The function SSDttest implemented in the R package SSDbain (https://github.com/Qianrao-Fu/SSDbain) has been developed for sample-size determination for two-sided and one-sided hypotheses under a Bayesian t test or Bayesian Welch’s test using the AAFBF as implemented in the R package bain. This function was used to construct sample size tables that are counterparts to the frequently used tables in Cohen (1992). If the tables are not applicable to the situation considered by researchers, the SSDbain package can be used.

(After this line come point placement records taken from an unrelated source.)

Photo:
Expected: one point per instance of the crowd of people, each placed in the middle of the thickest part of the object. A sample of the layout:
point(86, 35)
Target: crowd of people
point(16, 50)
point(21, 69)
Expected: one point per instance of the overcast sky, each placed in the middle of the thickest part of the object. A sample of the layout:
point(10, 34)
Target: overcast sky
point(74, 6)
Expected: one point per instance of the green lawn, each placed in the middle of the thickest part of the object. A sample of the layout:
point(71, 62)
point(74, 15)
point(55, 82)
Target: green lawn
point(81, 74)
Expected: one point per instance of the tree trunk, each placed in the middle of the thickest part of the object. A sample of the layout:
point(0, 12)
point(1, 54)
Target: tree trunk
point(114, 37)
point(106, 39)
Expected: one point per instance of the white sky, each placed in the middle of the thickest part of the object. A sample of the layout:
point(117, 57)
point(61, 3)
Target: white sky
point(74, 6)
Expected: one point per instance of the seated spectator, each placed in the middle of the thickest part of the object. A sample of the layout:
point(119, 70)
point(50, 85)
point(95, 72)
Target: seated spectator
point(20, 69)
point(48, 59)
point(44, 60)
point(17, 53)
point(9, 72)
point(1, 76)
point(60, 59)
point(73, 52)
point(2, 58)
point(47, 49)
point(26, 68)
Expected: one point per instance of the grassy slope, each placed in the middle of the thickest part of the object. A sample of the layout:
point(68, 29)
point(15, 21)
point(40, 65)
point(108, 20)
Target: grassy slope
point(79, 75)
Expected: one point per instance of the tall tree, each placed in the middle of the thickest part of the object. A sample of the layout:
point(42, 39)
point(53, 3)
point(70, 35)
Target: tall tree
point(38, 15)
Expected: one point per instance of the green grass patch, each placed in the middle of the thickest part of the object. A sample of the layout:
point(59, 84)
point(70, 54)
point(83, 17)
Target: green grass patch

With the growing popularity of Bayesian statistics (Van de Schoot et al., 2017), it is important tools for sample-size determination in the Bayesian framework become available. In this manuscript, we developed software to calculate sample sizes within the framework of Bayesian t test and Bayesian Welch’s test hypotheses using time-efficient algorithms. However, the SSDbain package also has its limitation: we focused on the AAFBF, but as was shortly highlighted in the introduction to this paper, there are other Bayes factors researchers may use. Furthermore, we focused on the Bayesian t test and Welch’s test, but in our future research we will extend to other statistical models, such as Bayesian ANOVA, ANCOVA, linear regression, and normal linear multivariate models.